Xen Cluster Management With Ganeti On Debian Lenny - Page 4

11 A Failover Example

Now let's assume you want to take down node2.example.com due to maintenance and you therefore want to fail over inst1.example.com to node1 (please note that inst1.example.com will be shut down during the failover, but will be switched on again instantly thereafter) .

First, let's find out about our instances:

node1:

gnt-instance list

As you see, node2 is the primary node:

node1:~# gnt-instance list
Instance          OS          Primary_node      Status  Memory
inst1.example.com debootstrap node2.example.com running    256
node1:~#

To failover inst1.example.com to node1, we run the following command (again on node1):

gnt-instance failover inst1.example.com

node1:~# gnt-instance failover inst1.example.com
Failover will happen to image inst1.example.com. This requires a
shutdown of the instance. Continue?
y/[n]/?:
<-- y
* checking disk consistency between source and target
* shutting down instance on source node
* deactivating the instance's disks on source node
* activating the instance's disks on target node
* starting the instance on the target node
node1:~#

Afterwards, we run

gnt-instance list

again. node1 should now be the primary node:

node1:~# gnt-instance list
Instance          OS          Primary_node      Status  Memory
inst1.example.com debootstrap node1.example.com running    256
node1:~#

As inst1.example.com has started again immediately after the failover, we need to fix the console problem again (see chapter 9):

gnt-instance shutdown inst1.example.com
gnt-instance startup --extra "xencons=tty1 console=tty1" inst1.example.com

Now you can take down node2:

node2:

shutdown -h now

After node2 has gone down, you can try to connect to inst1.example.com - it should still be running.

Now after the maintenance on node2 is finished and we have booted it again, we'd like to make it the primary node again.

Therefore we try a failover on node1 again:

node1:

gnt-instance failover inst1.example.com

This time we get this:

node1:~# gnt-instance failover inst1.example.com
Failover will happen to image inst1.example.com. This requires a
shutdown of the instance. Continue?
y/[n]/?:
<-- y
* checking disk consistency between source and target
Node node2.example.com: Disk degraded, not found or node down
Failure: command execution error:
Disk sda is degraded on target node, aborting failover.
node1:~#

The failover doesn't work because inst1.example.com's hard drive on node2 is degraded (i.e., not in sync).
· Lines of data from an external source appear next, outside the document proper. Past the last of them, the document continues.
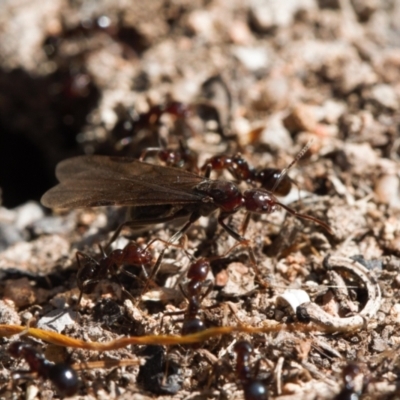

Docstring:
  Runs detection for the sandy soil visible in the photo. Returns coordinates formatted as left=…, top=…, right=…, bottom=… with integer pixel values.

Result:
left=0, top=0, right=400, bottom=399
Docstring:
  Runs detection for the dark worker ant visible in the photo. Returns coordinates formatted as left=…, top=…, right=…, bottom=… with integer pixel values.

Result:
left=161, top=258, right=213, bottom=335
left=7, top=341, right=79, bottom=397
left=334, top=363, right=362, bottom=400
left=139, top=140, right=198, bottom=172
left=234, top=340, right=268, bottom=400
left=76, top=239, right=165, bottom=307
left=116, top=100, right=195, bottom=153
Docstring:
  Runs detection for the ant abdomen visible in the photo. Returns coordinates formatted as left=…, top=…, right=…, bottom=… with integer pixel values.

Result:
left=47, top=363, right=79, bottom=396
left=7, top=341, right=79, bottom=396
left=243, top=189, right=278, bottom=214
left=234, top=340, right=268, bottom=400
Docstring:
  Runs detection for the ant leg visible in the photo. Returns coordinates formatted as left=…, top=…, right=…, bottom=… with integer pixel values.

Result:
left=141, top=248, right=165, bottom=296
left=276, top=201, right=333, bottom=235
left=105, top=215, right=186, bottom=251
left=241, top=213, right=251, bottom=235
left=271, top=140, right=313, bottom=193
left=139, top=147, right=162, bottom=161
left=218, top=213, right=270, bottom=288
left=169, top=212, right=201, bottom=243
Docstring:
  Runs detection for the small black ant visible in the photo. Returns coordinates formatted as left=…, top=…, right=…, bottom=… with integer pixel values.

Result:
left=7, top=341, right=79, bottom=396
left=234, top=340, right=268, bottom=400
left=334, top=363, right=362, bottom=400
left=76, top=239, right=165, bottom=306
left=165, top=258, right=213, bottom=335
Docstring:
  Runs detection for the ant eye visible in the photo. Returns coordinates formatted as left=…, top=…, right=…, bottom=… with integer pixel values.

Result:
left=243, top=189, right=276, bottom=214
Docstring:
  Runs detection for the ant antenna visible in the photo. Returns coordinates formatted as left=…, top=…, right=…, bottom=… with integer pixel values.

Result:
left=271, top=139, right=314, bottom=193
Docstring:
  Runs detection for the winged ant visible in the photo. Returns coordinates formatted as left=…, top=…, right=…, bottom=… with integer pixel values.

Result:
left=41, top=142, right=331, bottom=286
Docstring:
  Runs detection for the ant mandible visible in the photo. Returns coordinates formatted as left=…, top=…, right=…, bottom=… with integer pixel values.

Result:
left=76, top=239, right=165, bottom=307
left=234, top=340, right=268, bottom=400
left=7, top=341, right=79, bottom=396
left=200, top=142, right=311, bottom=196
left=139, top=140, right=198, bottom=172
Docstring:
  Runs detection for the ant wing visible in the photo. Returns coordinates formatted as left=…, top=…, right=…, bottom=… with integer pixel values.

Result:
left=41, top=156, right=204, bottom=208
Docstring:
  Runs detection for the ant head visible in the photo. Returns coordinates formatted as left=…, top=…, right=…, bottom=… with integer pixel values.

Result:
left=76, top=261, right=100, bottom=293
left=121, top=242, right=153, bottom=266
left=243, top=189, right=278, bottom=214
left=233, top=340, right=253, bottom=354
left=48, top=363, right=79, bottom=397
left=187, top=258, right=210, bottom=282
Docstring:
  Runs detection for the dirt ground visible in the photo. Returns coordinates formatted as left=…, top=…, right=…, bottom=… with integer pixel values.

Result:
left=0, top=0, right=400, bottom=400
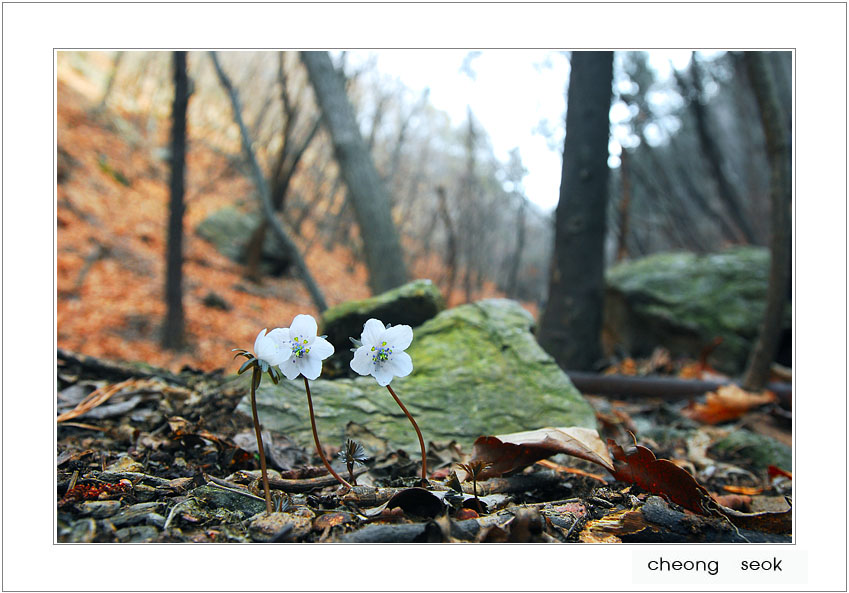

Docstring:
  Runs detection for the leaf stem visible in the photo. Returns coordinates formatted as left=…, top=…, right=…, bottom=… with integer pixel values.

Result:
left=386, top=385, right=427, bottom=485
left=304, top=377, right=354, bottom=490
left=251, top=365, right=271, bottom=515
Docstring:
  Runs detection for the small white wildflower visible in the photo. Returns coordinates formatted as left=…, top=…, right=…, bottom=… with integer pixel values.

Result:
left=351, top=319, right=413, bottom=387
left=275, top=315, right=334, bottom=380
left=254, top=327, right=291, bottom=366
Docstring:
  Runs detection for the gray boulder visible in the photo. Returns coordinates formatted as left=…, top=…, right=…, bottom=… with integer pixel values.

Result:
left=195, top=207, right=291, bottom=276
left=239, top=299, right=596, bottom=453
left=604, top=247, right=791, bottom=373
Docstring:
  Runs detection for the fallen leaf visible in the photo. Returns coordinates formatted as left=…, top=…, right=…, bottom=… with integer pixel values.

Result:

To fix this, we can replace inst1.example.com's disks on node2 by mirroring the disks from the current primary node, node1, to node2:

node1:

gnt-instance replace-disks -s inst1.example.com

During this process (which can take some time) inst1.example.com can stay up.

node1:~# gnt-instance replace-disks -s inst1.example.com
STEP 1/6 check device existence
 - INFO: checking volume groups
 - INFO: checking sda on node2.example.com
 - INFO: checking sda on node1.example.com
 - INFO: checking sdb on node2.example.com
 - INFO: checking sdb on node1.example.com
STEP 2/6 check peer consistency
 - INFO: checking sda consistency on node1.example.com
 - INFO: checking sdb consistency on node1.example.com
STEP 3/6 allocate new storage
 - INFO: creating new local storage on node2.example.com for sda
 - INFO: creating new local storage on node2.example.com for sdb
STEP 4/6 change drbd configuration
 - INFO: detaching sda drbd from local storage
 - INFO: renaming the old LVs on the target node
 - INFO: renaming the new LVs on the target node
 - INFO: adding new mirror component on node2.example.com
 - INFO: detaching sdb drbd from local storage
 - INFO: renaming the old LVs on the target node
 - INFO: renaming the new LVs on the target node
 - INFO: adding new mirror component on node2.example.com
STEP 5/6 sync devices
 - INFO: Waiting for instance inst1.example.com to sync disks.
 - INFO: - device sda:  1.80% done, 560 estimated seconds remaining
 - INFO: - device sdb: 12.40% done, 35 estimated seconds remaining
 - INFO: - device sda:  5.80% done, 832 estimated seconds remaining
 - INFO: - device sdb: 89.30% done, 3 estimated seconds remaining
 - INFO: - device sda:  6.40% done, 664 estimated seconds remaining
 - INFO: - device sdb: 98.50% done, 0 estimated seconds remaining
 - INFO: - device sda:  6.50% done, 767 estimated seconds remaining
 - INFO: - device sdb: 100.00% done, 0 estimated seconds remaining
 - INFO: - device sda:  6.50% done, 818 estimated seconds remaining
 - INFO: - device sda: 19.30% done, 387 estimated seconds remaining
 - INFO: - device sda: 32.00% done, 281 estimated seconds remaining
 - INFO: - device sda: 44.70% done, 242 estimated seconds remaining
 - INFO: - device sda: 57.30% done, 195 estimated seconds remaining
 - INFO: - device sda: 70.00% done, 143 estimated seconds remaining
 - INFO: - device sda: 82.70% done, 74 estimated seconds remaining
 - INFO: - device sda: 95.40% done, 20 estimated seconds remaining
 - INFO: - device sda: 99.80% done, 3 estimated seconds remaining
 - INFO: Instance inst1.example.com's disks are in sync.
STEP 6/6 removing old storage
 - INFO: remove logical volumes for sda
 - INFO: remove logical volumes for sdb
node1:~#

Afterwards, we can failover inst1.example.com to node2:

gnt-instance failover inst1.example.com

node2 should now be the primary again:

gnt-instance list
node1:~# gnt-instance list
Instance          OS          Primary_node      Status  Memory
inst1.example.com debootstrap node2.example.com running    256
node1:~#

(Now do this again:

gnt-instance shutdown inst1.example.com
gnt-instance startup --extra "xencons=tty1 console=tty1" inst1.example.com

)

 

12 A Live Migration Example

One of the great Ganeti features is that you can do live migrations of instances, i.e., you can move them from one node to the other without taking them down (live migration works only if you're using DRBD 0.8, it doesn't work with DRBD 0.7).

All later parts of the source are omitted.